The Northern Ledger

Amplifying Northern Voices Since 2018

Liverpool speech: Kinnock to fix hospice postcode lottery

“The money we have received has been really important to us,” says Jo Carby, who runs Wigan & Leigh Hospice. The Hindley site put £150,000 into fixing flat roofs last year and will spend a further £350,000 on new boilers and a memory garden - support she says helps stabilise a long‑running deficit.

That local picture framed a national promise in Liverpool on Tuesday 25 November 2025: Care Minister Stephen Kinnock told the Hospice UK conference a Palliative and End‑of‑Life Care Modern Service Framework will arrive in spring 2026 to end unwarranted variation - a “floor” under standards overseen by the National Quality Board.

Kinnock said the government’s “biggest investment in a generation” is now in train: £100 million in capital across 2024–26, administered via Hospice UK - £25 million released in February and a further £75 million in July - with more than 170 hospices upgrading beds, IT and family spaces.

For children’s services, ministers confirmed almost £80 million over three years to 2028–29, distributed through ICBs and adjusted for inflation. The announcement came on 16 October during a visit to Noah’s Ark Children’s Hospice in Barnet, which received £882,000 this year.

The minister also pointed to Liverpool’s 24/7 palliative hub, evaluated between 2021 and 2023, which was linked to fewer emergency admissions and more people dying at home. On the ground, the IMPaCT partnership already runs a round‑the‑clock advice line for Liverpool and South Sefton on 0300 100 1002.

Why that matters here is simple: too many people still die in hospital when they would choose home or hospice. National figures for 2023 show 42.8% of deaths in hospital, 28.4% at home and 5.2% in hospice, with 60.3% having an emergency admission in the final three months.

To shift care closer to home, the framework will push ICBs towards strategic commissioning instead of annual grants or blunt block‑contracts, with shared care records, earlier identification, multi‑disciplinary support and stronger out‑of‑hours cover part of the brief.

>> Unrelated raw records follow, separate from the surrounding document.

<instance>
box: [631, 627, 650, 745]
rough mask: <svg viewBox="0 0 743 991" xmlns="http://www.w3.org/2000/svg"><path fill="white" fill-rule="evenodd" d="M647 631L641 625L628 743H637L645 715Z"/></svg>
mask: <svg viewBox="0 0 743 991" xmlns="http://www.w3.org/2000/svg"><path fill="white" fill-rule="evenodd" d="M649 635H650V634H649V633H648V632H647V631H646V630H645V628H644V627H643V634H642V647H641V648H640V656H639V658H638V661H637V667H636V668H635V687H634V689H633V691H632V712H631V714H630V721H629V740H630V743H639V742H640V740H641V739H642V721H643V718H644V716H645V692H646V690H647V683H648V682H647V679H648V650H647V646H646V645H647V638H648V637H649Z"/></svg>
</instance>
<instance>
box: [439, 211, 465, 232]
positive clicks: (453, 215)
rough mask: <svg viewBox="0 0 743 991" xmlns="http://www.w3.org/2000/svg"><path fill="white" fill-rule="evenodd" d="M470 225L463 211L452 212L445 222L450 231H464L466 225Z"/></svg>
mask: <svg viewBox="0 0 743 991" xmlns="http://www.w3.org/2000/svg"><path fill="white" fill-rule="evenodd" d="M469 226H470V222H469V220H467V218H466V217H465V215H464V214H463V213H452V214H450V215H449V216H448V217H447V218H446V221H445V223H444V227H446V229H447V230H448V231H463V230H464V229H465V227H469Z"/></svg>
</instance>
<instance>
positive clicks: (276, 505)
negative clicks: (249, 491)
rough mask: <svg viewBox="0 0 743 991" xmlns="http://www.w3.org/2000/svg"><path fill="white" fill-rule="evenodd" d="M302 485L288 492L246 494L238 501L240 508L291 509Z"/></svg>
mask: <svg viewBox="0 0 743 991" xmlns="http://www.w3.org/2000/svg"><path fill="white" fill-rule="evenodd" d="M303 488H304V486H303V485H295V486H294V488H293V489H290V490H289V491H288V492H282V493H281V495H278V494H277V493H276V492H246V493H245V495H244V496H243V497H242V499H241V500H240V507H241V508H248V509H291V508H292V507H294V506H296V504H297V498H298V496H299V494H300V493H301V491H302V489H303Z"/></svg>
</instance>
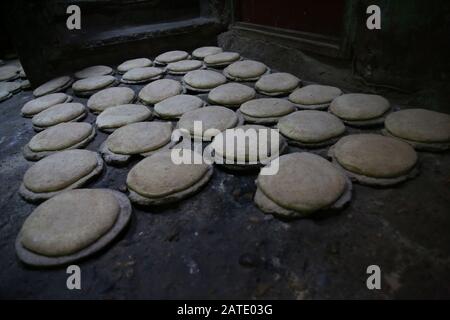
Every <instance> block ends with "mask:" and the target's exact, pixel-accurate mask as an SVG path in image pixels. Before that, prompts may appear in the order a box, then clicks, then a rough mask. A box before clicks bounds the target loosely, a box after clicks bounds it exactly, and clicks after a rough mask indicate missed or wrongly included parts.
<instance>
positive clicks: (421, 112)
mask: <svg viewBox="0 0 450 320" xmlns="http://www.w3.org/2000/svg"><path fill="white" fill-rule="evenodd" d="M384 125H385V127H386V129H387V130H388V131H389V133H391V134H392V135H393V136H397V137H399V138H403V139H406V140H411V141H417V142H425V143H450V115H448V114H445V113H440V112H436V111H432V110H426V109H407V110H402V111H398V112H394V113H391V114H390V115H388V116H387V118H386V121H385V123H384Z"/></svg>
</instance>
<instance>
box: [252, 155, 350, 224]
mask: <svg viewBox="0 0 450 320" xmlns="http://www.w3.org/2000/svg"><path fill="white" fill-rule="evenodd" d="M278 160H279V170H278V173H276V174H275V175H261V174H260V175H259V176H258V178H257V180H256V184H257V187H258V191H259V192H260V194H259V195H258V197H255V202H256V204H257V205H258V206H259V207H260V208H261V209H262V210H263V211H265V212H271V213H278V214H282V215H286V216H290V217H304V216H307V215H310V214H312V213H314V212H316V211H319V210H325V209H330V208H332V207H333V206H334V205H335V204H336V202H338V201H339V200H340V198H341V197H342V196H343V195H344V194H345V193H346V192H349V189H350V190H351V184H350V185H349V181H348V179H347V178H346V176H345V175H344V174H343V173H342V171H340V170H339V169H337V168H336V167H335V166H333V164H331V163H330V162H329V161H327V160H325V159H324V158H322V157H320V156H318V155H315V154H312V153H306V152H303V153H291V154H287V155H283V156H281V157H280V158H278ZM257 193H258V192H257ZM348 200H349V199H347V201H348ZM267 202H269V204H270V203H272V208H270V205H269V206H267ZM277 207H279V208H281V210H277ZM339 207H341V204H340V205H339ZM270 209H271V210H270Z"/></svg>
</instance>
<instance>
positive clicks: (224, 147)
mask: <svg viewBox="0 0 450 320" xmlns="http://www.w3.org/2000/svg"><path fill="white" fill-rule="evenodd" d="M237 138H239V139H237ZM228 139H232V140H233V141H229V140H228ZM237 141H244V143H237ZM210 146H211V148H212V149H213V150H214V157H215V159H216V163H219V164H238V165H255V164H260V163H262V162H264V163H267V162H268V161H269V160H270V159H273V158H276V157H278V156H279V155H280V154H281V152H282V150H283V148H284V147H285V142H284V139H283V137H281V136H280V134H279V133H278V130H276V129H272V128H267V127H264V126H261V125H244V126H239V127H236V128H232V129H227V130H225V131H223V132H221V133H219V134H218V135H216V136H215V137H214V139H213V141H212V143H211V145H210Z"/></svg>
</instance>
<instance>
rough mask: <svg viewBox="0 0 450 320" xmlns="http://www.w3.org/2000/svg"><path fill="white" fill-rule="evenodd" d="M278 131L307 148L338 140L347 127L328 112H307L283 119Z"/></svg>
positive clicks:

On assisted dying, Kinnock kept the government neutral but practical: if Parliament passes the Terminally Ill Adults (End of Life) Bill, officials will focus on safe, workable implementation. The bill completed Commons stages on 20 June and is now under scrutiny in the Lords.

The sector’s message back is blunt. Hospice UK welcomed the capital as vital modernisation but says long‑term funding reform is still needed “so care is there for everyone who needs it”. In September, the charity warned roughly two in five hospices were planning cuts this year amid rising costs.

In Wigan, that pressure shows up in day‑to‑day maths. The hospice says it must raise thousands every day through shops, a lottery and events just to stand still - a task made harder by the cost of living. “It’s a really tough time for hospices,” Carby said.

For the North West, the test is delivery. Cheshire & Merseyside and Greater Manchester ICBs will need to show how 24/7 advice lines, same‑day community response and routine advance care planning are becoming standard - and publish the data that proves fewer avoidable hospital deaths.

Back in Liverpool, the IMPaCT helpline shows what round‑the‑clock advice can do; in Hindley, a warmer, watertight building shows why capital matters. The 2026 framework will be judged on whether families from Leigh to Southport see that consistency close to home.